Les articles 2 et 3 partent du constat que les élus ne sont pas incités à autoriser la transformation de bureaux en logements, parce qu'en cas de transformation du bâti sans démolition-reconstruction, les collectivités territoriales ne bénéficient pas de la taxe d'aménagement. Or cette prime à la démolition-reconstruction est une aberration d'un point de vue écologique. Ces deux articles donnent donc la possibilité aux collectivités locales – j'insiste sur le fait que ce n'est pas une obligation – d'assujettir les opérations de transformation de bureaux en logements à la taxe d'aménagement. Les recettes supplémentaires générées par cette taxe permettront de financer des services publics et de mieux accueillir les nouveaux habitants. Je présenterai deux amendements de rédaction globale pour consolider le dispositif, en tenant compte des échanges que j'ai eus avec la direction de la législation fiscale (DLF).

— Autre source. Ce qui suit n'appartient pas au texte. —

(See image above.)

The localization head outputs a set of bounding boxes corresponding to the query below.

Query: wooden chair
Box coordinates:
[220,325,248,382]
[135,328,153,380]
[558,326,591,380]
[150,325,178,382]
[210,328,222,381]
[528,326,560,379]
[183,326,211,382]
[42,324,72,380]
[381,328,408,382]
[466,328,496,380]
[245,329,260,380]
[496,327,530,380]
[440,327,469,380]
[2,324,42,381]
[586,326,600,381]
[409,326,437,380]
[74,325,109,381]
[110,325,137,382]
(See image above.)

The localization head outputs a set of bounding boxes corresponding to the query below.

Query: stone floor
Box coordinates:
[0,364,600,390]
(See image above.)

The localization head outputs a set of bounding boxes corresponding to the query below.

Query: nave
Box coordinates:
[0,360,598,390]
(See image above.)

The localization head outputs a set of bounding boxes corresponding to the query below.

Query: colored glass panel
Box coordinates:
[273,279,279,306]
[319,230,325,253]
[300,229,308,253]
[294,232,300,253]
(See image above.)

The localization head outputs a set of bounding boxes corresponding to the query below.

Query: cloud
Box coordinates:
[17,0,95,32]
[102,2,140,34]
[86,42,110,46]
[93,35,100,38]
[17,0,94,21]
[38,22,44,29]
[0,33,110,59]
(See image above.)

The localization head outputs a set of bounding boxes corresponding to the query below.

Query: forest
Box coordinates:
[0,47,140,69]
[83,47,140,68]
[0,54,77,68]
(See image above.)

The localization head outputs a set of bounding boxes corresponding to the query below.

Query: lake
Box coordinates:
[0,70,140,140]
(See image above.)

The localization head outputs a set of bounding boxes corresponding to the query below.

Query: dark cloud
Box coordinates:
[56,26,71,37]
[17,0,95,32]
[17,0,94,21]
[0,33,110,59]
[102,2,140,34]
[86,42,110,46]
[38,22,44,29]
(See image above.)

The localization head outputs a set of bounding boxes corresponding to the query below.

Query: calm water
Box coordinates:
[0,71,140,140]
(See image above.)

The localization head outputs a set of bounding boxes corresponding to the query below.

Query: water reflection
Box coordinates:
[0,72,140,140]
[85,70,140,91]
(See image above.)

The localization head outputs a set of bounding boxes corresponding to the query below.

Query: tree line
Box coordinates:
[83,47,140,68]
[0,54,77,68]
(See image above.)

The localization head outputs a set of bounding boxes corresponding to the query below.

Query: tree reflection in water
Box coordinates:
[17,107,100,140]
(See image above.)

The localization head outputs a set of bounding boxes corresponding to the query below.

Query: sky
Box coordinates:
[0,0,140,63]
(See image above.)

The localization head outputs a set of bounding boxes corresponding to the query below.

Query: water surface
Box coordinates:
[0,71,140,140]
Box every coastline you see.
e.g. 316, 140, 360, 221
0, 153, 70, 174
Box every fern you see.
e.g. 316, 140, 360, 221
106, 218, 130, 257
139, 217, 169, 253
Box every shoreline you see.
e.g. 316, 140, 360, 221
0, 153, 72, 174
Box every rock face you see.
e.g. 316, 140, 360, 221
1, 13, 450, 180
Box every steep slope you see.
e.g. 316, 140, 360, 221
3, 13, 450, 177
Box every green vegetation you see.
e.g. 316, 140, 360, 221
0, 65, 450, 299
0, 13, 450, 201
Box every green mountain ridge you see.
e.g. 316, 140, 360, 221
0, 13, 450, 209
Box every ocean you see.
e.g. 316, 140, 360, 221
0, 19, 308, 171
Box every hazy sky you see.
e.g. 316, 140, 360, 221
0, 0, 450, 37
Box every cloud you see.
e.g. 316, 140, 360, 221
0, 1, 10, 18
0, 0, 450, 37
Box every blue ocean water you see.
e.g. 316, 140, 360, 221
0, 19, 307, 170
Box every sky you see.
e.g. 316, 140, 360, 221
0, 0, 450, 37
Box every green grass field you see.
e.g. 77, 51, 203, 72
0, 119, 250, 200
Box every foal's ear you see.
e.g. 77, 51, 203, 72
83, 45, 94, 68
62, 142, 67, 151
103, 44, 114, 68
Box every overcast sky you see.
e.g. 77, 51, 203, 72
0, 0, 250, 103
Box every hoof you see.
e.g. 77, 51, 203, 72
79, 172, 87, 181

L'article 4 est ambitieux, car les architectes sont désormais en mesure de construire des bâtiments réversibles, dont la destination pourra évoluer en fonction des besoins. Certaines expérimentations sont déjà en cours – je pense au permis d'innover de la loi ELAN et au permis à double état introduit dans la loi relative aux jeux Olympiques et Paralympiques –, mais il faut aller plus loin, en créant le permis à destinations multiples.

L'article 5, relatif au logement étudiant, autorise les centres régionaux des œuvres universitaires et scolaires (Crous) à recourir aux marchés de conception-réalisation pour la construction et la rénovation de leurs résidences étudiantes. Je rappelle que 1,5 million d'étudiants sont mal logés ; cette disposition permettra de gagner beaucoup de temps.

Les articles 6 et 7, enfin, visent à faciliter la transformation des locaux professionnels et des bureaux en logements au sein des copropriétés. Aujourd'hui, un seul copropriétaire peut bloquer une telle transformation lorsque le changement d'usage d'une partie privative contrevient à la destination de l'immeuble : il convient donc de revenir sur cette règle de l'unanimité. Nos auditions m'ont convaincu que la meilleure solution consiste à retenir la majorité simple des présents, dite majorité de l'article 24 de la loi du 10 juillet 1965 fixant le statut de la copropriété des immeubles bâtis, qui garantit le droit de copropriété, tout en anticipant de possibles conflits d'usages.

Je me réjouis que la quasi-totalité des groupes aient déposé des amendements constructifs sur cette proposition de loi transpartisane, qui nous concerne tous. Grâce à des mesures de simplification alliant efficacité économique et préservation de l'environnement, elle va nous aider à lutter contre la crise du logement. Elle va aussi contribuer à redynamiser nos centres-villes et nos centres-bourgs, en transformant des espaces vacants en logements abordables.